That work saved me, my self-respect, my spirits, and my looks from the ruin that threatens the very being of the girl who is crossed in love. How she endures that is so largely a matter of health after all. My health was now magnificent. Every day I grew fitter, more vigorous, rosier (though my nickname of "Celery-face" would persist to the end of my life here!) and more full of zest for anything that happened along. For on the Land one soon learns not only to take the rough with the smooth, but also to take plenty of interest in both.

Now, after a couple of weeks of strenuous toil, there came a promise of "smooth"; a little treat.

A note arrived for me at the Land Girls' Camp which said:

"DEAR CELERY-FACE—

"These nice people that I work for suggest that I should ask a couple of 'my young friends' over to tea next Sunday. Will you and Mop be the young friends? They know Captain Holiday and are asking him, so I expect he will bring Mop's 'lovely Spaniard' with him. Do come.

"Yours, SYBIL.

"P. S.—These people think the uniform so 'picturesque,' so come in it, even if Mop does want to wear garden-party clothes for the fiancé!"

By the way, I have not yet dwelt on the enormous excitement that blazed all over our Camp at the news that "little Mop, the Man-hater!" had actually got engaged to be married to "Colonel Fielding who was that Spanish lady at the Concert!"

That sensation could have been beaten by nothing, unless perhaps news had come that same day of the sudden and complete surrender of the whole German Army.

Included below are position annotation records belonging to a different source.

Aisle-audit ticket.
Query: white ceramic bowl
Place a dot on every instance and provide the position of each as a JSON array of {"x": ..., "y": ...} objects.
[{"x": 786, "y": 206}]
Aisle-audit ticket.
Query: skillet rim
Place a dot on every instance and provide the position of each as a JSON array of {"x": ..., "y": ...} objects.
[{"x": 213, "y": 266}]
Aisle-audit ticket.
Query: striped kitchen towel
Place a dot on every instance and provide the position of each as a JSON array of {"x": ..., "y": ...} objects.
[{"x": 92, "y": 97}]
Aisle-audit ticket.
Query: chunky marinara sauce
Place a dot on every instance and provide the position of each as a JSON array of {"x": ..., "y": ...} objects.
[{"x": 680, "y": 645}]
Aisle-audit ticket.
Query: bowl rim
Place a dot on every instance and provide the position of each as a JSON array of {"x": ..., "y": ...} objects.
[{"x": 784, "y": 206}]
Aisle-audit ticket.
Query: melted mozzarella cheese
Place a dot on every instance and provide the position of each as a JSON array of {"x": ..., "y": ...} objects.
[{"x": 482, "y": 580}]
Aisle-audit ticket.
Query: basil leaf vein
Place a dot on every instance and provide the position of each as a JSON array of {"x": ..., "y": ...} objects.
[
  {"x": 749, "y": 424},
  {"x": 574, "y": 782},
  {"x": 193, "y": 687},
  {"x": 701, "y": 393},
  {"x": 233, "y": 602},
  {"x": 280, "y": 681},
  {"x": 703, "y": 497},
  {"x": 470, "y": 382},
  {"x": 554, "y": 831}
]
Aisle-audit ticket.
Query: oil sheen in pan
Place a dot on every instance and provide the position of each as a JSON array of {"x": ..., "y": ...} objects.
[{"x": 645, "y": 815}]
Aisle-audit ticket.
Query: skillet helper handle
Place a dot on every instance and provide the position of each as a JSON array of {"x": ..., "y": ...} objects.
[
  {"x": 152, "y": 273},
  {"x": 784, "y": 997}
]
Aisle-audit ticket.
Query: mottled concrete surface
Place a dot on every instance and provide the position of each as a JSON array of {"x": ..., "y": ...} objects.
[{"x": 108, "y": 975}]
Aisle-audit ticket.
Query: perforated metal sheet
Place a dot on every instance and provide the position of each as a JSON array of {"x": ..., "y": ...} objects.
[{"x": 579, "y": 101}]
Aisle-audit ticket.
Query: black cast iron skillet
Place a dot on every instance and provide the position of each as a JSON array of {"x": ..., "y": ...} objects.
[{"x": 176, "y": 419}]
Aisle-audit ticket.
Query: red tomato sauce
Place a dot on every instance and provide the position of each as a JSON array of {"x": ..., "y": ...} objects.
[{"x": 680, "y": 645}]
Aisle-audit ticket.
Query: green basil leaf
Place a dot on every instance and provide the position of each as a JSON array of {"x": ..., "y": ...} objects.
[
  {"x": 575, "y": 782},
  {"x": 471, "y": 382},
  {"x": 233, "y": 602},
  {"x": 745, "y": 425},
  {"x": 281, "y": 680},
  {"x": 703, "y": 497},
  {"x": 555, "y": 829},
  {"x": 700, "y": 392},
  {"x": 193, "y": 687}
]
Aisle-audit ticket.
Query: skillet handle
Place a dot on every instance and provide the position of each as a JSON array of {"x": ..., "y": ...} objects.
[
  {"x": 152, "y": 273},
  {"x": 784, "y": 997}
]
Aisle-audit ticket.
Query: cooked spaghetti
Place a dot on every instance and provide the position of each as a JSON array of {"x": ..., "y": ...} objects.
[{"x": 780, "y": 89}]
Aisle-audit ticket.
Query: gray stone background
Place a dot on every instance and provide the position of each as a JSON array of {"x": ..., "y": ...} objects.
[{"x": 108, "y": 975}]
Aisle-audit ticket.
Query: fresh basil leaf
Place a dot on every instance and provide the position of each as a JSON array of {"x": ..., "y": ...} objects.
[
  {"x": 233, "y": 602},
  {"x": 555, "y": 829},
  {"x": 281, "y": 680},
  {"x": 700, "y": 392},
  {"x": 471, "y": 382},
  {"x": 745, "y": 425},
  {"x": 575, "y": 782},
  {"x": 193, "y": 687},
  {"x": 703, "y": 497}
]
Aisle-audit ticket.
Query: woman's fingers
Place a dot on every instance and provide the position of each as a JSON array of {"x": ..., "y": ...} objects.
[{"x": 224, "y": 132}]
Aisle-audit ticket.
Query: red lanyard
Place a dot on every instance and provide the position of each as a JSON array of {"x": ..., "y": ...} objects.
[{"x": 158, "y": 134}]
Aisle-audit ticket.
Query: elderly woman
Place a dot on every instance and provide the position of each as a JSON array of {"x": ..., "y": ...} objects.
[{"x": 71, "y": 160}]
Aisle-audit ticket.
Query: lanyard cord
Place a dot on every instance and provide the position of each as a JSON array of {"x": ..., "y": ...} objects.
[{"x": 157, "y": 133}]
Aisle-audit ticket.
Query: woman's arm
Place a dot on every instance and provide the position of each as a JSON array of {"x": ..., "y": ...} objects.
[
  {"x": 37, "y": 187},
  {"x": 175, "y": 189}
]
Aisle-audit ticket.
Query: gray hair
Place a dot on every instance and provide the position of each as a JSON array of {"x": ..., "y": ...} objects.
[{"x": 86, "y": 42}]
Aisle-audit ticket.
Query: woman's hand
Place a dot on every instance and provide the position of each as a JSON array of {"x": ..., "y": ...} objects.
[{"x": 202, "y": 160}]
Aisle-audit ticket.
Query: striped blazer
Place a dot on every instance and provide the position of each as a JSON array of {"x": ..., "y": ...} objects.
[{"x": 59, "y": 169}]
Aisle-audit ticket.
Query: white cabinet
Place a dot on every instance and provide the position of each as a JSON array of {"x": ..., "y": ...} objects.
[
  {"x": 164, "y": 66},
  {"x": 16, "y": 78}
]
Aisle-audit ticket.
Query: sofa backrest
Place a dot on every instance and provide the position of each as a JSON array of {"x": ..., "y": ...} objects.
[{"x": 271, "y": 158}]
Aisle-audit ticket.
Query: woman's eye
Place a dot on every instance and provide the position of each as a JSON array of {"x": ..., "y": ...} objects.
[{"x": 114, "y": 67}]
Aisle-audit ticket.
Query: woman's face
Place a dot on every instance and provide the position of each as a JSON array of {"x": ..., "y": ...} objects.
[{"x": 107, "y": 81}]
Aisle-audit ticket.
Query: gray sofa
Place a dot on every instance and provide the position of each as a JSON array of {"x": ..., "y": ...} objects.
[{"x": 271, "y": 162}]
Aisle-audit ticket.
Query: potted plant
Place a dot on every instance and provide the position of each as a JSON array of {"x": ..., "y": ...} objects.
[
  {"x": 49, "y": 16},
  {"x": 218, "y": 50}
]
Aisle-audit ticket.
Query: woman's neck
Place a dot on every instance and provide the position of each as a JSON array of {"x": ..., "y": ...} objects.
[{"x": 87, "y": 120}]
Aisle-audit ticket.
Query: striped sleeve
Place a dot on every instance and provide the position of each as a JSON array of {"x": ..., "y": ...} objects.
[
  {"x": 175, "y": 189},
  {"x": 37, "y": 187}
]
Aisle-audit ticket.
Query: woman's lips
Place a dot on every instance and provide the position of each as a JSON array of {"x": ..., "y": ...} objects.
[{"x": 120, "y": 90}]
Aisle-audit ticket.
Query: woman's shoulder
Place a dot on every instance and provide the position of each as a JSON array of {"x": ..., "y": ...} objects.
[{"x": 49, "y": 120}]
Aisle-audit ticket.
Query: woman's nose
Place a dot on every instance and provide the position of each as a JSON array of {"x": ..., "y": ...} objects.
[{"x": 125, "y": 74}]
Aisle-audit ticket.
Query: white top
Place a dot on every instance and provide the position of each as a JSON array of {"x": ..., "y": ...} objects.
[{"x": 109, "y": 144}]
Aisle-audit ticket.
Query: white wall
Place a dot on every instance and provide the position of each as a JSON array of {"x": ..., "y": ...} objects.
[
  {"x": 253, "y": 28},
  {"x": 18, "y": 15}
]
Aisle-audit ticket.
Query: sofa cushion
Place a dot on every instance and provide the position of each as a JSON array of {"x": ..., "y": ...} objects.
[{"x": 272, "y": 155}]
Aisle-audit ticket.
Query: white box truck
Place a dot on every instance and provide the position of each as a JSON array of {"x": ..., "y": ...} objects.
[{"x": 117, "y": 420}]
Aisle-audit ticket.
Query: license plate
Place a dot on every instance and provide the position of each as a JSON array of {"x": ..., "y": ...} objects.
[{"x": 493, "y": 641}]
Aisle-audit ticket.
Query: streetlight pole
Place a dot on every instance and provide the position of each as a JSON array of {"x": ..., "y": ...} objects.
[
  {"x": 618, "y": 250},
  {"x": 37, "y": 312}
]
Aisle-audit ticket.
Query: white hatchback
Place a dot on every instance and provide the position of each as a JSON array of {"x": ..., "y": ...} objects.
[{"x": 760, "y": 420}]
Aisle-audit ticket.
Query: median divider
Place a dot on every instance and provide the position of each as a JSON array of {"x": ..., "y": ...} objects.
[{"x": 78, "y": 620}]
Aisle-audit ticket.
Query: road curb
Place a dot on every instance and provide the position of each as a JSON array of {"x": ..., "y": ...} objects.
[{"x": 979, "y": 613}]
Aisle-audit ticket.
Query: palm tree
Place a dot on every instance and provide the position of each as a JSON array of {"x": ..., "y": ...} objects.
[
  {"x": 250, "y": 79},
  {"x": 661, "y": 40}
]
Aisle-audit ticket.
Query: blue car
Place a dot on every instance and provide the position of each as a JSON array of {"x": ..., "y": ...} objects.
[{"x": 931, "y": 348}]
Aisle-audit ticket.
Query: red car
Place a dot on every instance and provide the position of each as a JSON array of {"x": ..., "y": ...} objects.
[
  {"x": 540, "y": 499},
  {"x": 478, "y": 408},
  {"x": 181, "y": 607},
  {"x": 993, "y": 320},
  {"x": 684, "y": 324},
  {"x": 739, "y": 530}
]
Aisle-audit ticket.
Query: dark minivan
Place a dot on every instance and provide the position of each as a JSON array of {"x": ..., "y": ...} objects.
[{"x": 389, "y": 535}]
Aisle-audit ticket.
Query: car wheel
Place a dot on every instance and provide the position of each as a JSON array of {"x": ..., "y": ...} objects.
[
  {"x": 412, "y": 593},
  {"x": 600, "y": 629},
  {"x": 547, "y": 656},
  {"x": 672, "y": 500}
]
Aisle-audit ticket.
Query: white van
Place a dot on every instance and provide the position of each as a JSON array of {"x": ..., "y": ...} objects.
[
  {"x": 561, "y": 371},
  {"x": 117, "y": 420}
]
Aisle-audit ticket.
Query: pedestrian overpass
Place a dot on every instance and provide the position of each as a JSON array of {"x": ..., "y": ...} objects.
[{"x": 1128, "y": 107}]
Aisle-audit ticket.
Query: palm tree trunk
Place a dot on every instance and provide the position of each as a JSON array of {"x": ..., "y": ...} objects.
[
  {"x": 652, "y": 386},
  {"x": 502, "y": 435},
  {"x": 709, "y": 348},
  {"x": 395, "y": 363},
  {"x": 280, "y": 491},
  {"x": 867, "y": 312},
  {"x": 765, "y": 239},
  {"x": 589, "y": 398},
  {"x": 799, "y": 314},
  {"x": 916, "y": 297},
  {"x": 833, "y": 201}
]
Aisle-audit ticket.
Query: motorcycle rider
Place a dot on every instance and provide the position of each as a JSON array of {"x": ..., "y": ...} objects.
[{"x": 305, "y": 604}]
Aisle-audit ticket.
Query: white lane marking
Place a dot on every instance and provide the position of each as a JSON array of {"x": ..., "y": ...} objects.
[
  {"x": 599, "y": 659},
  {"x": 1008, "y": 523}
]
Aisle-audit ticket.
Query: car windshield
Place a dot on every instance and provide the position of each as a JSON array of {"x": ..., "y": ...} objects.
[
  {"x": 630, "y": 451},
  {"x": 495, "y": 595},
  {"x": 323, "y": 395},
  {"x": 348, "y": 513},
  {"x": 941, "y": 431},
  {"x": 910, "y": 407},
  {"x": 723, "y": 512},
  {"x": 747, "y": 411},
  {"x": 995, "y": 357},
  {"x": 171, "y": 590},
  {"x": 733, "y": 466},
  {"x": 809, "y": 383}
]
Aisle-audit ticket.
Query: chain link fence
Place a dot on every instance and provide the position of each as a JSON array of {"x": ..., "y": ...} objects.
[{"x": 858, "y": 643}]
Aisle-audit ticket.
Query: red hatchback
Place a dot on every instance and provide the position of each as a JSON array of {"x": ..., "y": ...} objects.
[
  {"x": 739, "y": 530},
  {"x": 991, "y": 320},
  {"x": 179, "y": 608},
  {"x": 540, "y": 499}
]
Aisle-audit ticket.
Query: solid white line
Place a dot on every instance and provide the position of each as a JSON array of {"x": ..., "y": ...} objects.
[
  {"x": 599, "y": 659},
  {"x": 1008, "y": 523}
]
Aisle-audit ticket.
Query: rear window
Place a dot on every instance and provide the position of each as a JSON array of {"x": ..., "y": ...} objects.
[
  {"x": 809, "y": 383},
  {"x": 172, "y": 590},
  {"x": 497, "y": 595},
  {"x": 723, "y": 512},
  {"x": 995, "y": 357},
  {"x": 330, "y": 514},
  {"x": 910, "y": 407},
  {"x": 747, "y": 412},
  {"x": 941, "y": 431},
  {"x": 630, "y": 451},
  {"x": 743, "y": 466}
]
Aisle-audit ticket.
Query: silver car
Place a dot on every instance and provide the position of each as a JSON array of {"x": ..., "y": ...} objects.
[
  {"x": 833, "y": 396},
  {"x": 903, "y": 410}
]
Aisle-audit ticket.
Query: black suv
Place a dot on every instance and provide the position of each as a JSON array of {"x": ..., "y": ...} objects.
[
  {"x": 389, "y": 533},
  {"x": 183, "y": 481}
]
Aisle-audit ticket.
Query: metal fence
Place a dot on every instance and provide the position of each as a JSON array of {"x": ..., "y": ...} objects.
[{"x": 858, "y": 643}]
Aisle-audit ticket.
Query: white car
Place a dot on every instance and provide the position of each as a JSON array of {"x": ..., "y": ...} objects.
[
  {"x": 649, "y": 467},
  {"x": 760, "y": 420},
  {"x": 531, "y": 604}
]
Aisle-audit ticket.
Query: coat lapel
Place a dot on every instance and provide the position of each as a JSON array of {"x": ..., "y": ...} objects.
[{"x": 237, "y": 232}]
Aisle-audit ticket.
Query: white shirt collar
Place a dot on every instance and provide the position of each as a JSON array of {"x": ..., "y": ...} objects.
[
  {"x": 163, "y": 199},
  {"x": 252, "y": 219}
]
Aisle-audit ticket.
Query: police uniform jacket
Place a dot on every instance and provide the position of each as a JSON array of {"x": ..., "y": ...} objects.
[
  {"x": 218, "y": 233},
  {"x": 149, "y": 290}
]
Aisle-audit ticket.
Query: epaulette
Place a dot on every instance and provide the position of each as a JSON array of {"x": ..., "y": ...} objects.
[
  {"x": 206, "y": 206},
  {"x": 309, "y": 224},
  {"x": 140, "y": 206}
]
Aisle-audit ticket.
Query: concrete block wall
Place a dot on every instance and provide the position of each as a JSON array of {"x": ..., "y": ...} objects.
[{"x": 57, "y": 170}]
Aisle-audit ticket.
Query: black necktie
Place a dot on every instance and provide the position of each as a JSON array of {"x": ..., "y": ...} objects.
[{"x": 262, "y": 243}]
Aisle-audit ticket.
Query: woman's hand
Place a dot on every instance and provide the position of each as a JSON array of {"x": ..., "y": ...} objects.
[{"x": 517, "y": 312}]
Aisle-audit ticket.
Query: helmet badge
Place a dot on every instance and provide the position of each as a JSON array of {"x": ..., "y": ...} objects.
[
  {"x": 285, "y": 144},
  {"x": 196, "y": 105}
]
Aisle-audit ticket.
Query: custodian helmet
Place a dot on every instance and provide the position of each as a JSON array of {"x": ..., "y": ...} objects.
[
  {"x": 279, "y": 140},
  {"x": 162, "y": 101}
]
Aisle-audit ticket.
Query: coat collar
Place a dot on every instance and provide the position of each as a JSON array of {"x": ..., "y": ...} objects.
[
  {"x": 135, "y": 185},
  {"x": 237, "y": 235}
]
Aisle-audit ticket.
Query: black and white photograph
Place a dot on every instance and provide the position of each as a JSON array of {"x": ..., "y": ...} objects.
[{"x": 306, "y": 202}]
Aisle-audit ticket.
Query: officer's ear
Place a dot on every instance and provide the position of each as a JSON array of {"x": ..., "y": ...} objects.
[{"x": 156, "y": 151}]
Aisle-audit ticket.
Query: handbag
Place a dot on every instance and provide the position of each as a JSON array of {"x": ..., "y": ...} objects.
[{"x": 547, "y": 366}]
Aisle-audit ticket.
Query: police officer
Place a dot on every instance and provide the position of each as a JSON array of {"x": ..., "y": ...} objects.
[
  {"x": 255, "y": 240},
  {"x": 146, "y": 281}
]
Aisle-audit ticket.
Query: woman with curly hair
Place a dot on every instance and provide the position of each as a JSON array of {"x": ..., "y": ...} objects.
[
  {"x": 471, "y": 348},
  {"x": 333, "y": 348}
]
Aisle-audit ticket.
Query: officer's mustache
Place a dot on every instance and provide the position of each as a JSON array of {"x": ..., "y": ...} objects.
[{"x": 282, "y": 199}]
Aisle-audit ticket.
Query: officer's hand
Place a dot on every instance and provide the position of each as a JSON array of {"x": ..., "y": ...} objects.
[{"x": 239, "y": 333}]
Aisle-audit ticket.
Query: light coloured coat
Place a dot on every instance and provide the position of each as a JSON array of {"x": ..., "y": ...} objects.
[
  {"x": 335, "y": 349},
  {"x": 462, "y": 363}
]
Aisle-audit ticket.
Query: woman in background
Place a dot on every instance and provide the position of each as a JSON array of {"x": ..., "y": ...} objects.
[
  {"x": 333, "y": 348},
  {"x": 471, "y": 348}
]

Anybody who has lived the communal life among girls (as most girls have in these days of Women's Service!) can imagine the whirlwind of exclamations, congratulations, questions, laughter that almost carried the newly-engaged messmate off her sturdily-booted little feet. Only, no imagination can do justice to the golden camaraderie with which that Timber-gang and those other Land-workers at our Camp took Elizabeth to their hearts. (I hoped that her fiancé would realize it; for after that he could never again say that girls were usually "little" and "spiteful"!) They had always liked my plucky, downright little chum. Now, they couldn't do enough for her!